[ThinLTO] Implement index-based WPD
This patch adds support to the WholeProgramDevirt pass to perform
index-based WPD, which is invoked from ThinLTO during the thin link.
The ThinLTO backend (WPD import phase) behaves the same regardless of
whether the WPD decisions were made with the index-based or (the
existing) IR-based analysis.
Depends on D54815.
Reviewers: pcc
Subscribers: mehdi_amini, inglorion, eraman, steven_wu, dexonsmith, arphaman, dang, llvm-commits
Differential Revision: https://reviews.llvm.org/D55153
llvm-svn: 367679
diff --git a/llvm/lib/Transforms/IPO/WholeProgramDevirt.cpp b/llvm/lib/Transforms/IPO/WholeProgramDevirt.cpp
index 6bbcba9..ea3a055 100644
--- a/llvm/lib/Transforms/IPO/WholeProgramDevirt.cpp
+++ b/llvm/lib/Transforms/IPO/WholeProgramDevirt.cpp
@@ -24,12 +24,14 @@
// returns 0, or a single vtable's function returns 1, replace each virtual
// call with a comparison of the vptr against that vtable's address.
//
-// This pass is intended to be used during the regular and thin LTO pipelines.

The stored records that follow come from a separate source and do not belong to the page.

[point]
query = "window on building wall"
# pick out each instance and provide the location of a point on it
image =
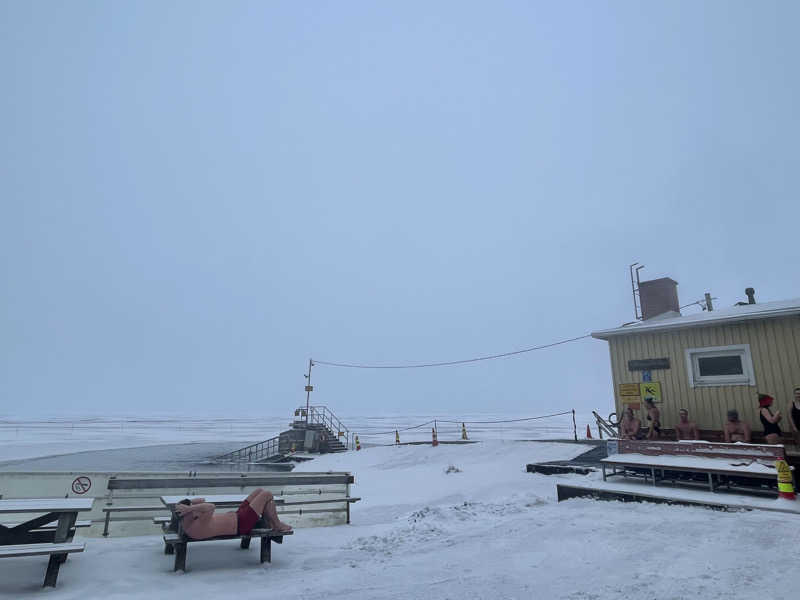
(720, 365)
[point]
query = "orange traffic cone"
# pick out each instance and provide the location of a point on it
(785, 487)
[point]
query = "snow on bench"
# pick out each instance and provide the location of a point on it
(56, 552)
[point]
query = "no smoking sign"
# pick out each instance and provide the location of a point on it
(81, 485)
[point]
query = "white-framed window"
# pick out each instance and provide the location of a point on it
(720, 365)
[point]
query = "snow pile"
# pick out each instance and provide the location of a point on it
(489, 531)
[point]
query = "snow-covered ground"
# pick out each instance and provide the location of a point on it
(25, 438)
(486, 529)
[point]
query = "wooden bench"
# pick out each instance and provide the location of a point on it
(55, 551)
(53, 525)
(675, 461)
(112, 509)
(177, 543)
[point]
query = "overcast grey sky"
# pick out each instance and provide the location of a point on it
(197, 197)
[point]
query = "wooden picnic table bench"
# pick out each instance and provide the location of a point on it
(38, 536)
(176, 541)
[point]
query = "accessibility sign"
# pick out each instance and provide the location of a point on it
(81, 485)
(651, 390)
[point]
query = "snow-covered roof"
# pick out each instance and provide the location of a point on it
(747, 312)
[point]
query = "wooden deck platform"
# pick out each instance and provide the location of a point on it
(633, 492)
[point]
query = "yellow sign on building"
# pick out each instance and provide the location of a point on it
(651, 390)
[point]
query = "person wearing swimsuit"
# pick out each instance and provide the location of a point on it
(772, 431)
(794, 413)
(199, 521)
(654, 416)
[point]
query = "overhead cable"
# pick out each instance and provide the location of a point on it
(452, 362)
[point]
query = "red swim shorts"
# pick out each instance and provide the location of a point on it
(246, 517)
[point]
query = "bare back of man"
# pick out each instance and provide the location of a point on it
(737, 431)
(630, 428)
(686, 429)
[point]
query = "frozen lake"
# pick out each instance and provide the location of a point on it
(167, 443)
(162, 457)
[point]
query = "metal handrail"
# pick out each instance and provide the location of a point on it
(322, 415)
(254, 452)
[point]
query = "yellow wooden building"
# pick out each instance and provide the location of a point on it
(708, 362)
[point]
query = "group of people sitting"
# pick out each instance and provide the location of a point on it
(734, 430)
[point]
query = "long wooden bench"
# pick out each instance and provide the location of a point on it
(179, 543)
(55, 551)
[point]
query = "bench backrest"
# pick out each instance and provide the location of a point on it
(265, 481)
(760, 452)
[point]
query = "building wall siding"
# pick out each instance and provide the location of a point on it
(775, 350)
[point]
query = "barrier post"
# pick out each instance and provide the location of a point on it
(785, 487)
(574, 426)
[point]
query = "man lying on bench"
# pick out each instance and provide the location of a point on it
(200, 523)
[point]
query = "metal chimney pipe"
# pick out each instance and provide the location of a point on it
(709, 306)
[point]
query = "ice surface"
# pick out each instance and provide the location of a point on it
(490, 531)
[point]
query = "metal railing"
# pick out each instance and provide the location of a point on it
(322, 415)
(254, 452)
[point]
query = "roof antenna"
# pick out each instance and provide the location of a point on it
(637, 311)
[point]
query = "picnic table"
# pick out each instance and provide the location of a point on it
(36, 536)
(62, 511)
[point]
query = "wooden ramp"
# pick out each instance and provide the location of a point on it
(638, 493)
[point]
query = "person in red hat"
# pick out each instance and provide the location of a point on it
(794, 415)
(772, 431)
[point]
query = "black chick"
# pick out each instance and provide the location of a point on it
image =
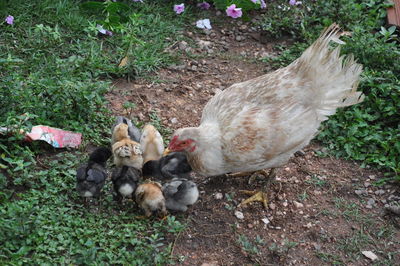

+// This pass is intended to be used during the regular and thin LTO pipelines:
+//
// During regular LTO, the pass determines the best optimization for each
// virtual call and applies the resolutions directly to virtual calls that are
// eligible for virtual call optimization (i.e. calls that use either of the
-// llvm.assume(llvm.type.test) or llvm.type.checked.load intrinsics). During
-// ThinLTO, the pass operates in two phases:
+// llvm.assume(llvm.type.test) or llvm.type.checked.load intrinsics).
+//
+// During hybrid Regular/ThinLTO, the pass operates in two phases:
// - Export phase: this is run during the thin link over a single merged module
// that contains all vtables with !type metadata that participate in the link.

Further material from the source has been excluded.